La afirmación era contradictoria, y no comprendí si Guillermo quería realmente que lo fuese.

—Pero era verdad que las pisadas en la nieve remitían a Brunello —dije—, era verdad que Adelmo se había suicidado, era verdad que Venancio no se había ahogado en la tinaja, era verdad que el laberinto estaba organizado como lo habéis imaginado vos, era verdad que se entraba en el finis Africae tocando la palabra quatuor , era verdad que el libro misterioso era de Aristóteles… Podría seguir enumerando todas las verdades que habéis descubierto valiéndoos de vuestra ciencia…

—Nunca he dudado de la verdad de los signos, Adso, son lo único que tiene el hombre para orientarse en el mundo.

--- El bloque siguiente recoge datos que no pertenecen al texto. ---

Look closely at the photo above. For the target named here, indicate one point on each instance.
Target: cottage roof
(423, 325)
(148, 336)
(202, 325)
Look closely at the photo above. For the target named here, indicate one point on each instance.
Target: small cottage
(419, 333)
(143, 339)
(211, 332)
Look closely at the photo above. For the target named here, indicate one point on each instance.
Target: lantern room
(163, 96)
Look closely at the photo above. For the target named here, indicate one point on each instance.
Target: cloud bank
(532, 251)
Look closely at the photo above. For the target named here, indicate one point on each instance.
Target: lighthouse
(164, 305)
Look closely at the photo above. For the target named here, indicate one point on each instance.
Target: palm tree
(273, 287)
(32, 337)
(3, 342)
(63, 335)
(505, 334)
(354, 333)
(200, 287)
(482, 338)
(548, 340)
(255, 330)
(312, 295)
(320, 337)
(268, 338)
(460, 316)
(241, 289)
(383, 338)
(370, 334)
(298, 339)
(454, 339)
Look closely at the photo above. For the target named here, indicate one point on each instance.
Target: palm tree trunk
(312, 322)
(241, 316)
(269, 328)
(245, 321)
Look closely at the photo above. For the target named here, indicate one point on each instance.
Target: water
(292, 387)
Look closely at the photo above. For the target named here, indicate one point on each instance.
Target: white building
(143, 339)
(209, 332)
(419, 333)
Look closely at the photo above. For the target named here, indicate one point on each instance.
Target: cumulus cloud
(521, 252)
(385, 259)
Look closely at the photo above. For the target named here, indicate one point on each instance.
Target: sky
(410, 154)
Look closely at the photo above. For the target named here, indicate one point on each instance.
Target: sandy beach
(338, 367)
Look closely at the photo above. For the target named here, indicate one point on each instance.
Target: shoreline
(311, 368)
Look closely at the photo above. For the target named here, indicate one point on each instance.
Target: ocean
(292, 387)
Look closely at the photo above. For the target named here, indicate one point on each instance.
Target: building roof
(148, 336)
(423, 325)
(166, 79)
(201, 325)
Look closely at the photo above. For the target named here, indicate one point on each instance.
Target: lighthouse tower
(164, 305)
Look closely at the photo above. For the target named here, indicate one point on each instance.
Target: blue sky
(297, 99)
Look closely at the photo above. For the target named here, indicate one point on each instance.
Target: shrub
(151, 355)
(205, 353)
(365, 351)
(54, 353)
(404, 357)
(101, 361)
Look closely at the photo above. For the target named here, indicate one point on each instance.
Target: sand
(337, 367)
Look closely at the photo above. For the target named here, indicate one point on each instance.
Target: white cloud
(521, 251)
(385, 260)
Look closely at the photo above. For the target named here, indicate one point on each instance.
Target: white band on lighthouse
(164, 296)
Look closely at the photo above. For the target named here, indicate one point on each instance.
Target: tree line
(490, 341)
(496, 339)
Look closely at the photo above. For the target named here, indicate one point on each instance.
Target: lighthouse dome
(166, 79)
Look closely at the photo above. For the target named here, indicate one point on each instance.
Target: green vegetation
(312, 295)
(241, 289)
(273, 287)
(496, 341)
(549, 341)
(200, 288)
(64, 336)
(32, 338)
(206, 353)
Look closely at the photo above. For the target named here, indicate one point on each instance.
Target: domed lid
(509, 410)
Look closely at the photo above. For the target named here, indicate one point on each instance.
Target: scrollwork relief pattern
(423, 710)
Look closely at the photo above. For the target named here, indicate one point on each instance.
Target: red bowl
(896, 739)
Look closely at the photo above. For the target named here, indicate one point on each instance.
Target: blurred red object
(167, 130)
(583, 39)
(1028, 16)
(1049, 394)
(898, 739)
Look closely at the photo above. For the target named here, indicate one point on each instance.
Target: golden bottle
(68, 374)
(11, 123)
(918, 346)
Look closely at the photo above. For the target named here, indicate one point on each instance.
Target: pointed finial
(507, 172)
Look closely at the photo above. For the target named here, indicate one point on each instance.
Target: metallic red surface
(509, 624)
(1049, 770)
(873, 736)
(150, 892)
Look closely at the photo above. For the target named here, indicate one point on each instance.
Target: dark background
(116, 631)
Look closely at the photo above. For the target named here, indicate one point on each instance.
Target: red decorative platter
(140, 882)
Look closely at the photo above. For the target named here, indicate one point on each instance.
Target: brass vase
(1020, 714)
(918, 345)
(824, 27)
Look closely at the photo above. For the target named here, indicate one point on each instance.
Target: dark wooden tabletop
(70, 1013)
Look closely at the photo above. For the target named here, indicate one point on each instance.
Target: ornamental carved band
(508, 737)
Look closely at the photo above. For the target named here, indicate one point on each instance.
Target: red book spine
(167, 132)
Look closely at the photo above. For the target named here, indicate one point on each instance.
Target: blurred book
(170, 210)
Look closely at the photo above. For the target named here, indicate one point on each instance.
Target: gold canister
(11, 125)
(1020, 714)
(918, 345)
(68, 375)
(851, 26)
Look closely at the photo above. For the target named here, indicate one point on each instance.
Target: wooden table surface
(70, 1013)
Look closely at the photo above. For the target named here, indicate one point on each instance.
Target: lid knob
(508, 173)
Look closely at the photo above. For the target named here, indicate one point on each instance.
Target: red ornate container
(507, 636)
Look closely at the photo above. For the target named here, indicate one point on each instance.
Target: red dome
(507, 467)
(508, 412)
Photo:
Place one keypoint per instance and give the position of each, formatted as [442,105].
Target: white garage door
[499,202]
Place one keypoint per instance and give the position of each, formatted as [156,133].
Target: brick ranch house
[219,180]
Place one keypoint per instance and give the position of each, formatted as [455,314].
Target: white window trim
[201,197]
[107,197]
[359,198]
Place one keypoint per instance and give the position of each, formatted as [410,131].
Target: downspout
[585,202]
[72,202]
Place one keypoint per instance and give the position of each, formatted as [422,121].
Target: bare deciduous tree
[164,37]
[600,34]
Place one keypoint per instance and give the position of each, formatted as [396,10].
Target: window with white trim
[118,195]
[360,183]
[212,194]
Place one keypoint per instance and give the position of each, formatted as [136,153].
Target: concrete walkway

Lo que no comprendí fue la relación entre los signos. He llegado hasta Jorge siguiendo un plan apocalíptico que parecía gobernar todos los crímenes y sin embargo era casual. He llegado hasta Jorge buscando un autor de todos los crímenes, y resultó que detrás de cada crimen había un autor diferente, o bien ninguno. He llegado hasta Jorge persiguiendo el plan de una mente perversa y razonadora, y no existía plan alguno, o mejor dicho, al propio Jorge se le fue de las manos su plan inicial y después empezó una cadena de causas, de causas concomitantes, y de causas contradictorias entre sí, que procedieron por su cuenta, creando relaciones que ya no dependían de ningún plan. ¿Dónde está mi ciencia? He sido un testarudo, he perseguido un simulacro de orden, cuando debía saber muy bien que no existe orden en el universo.

—Pero, sin embargo, imaginando órdenes falsos habéis encontrado algo…

—Gracias, Adso, has dicho algo muy bello. El orden que imagina nuestra mente es como una red, o una escalera, que se construye para llegar hasta algo. Pero después hay que arrojar la escalera, porque se descubre que, aunque haya servido, carecía de sentido. Er muoz gelîchesame die Leiter abewerfen, sô Er an ir ufgestigen ist… ¿Se dice así?

—Así suena en mi lengua. ¿Quién lo ha dicho?

—Un místico de tu tierra. Lo escribió en alguna parte, ya no recuerdo dónde. Y tampoco es necesario que alguien encuentre alguna vez su manuscrito. Las únicas verdades que sirven son instrumentos que luego hay que tirar.

—No podéis reprocharos nada, habéis hecho todo lo que podíais.

—Todo lo que puede hacer un hombre, que no es mucho. Es difícil aceptar la idea de que no puede existir un orden en el universo, porque ofendería la libre voluntad de Dios y su omnipotencia. Así, la libertad de Dios es nuestra condena, o al menos la condena de nuestra soberbia.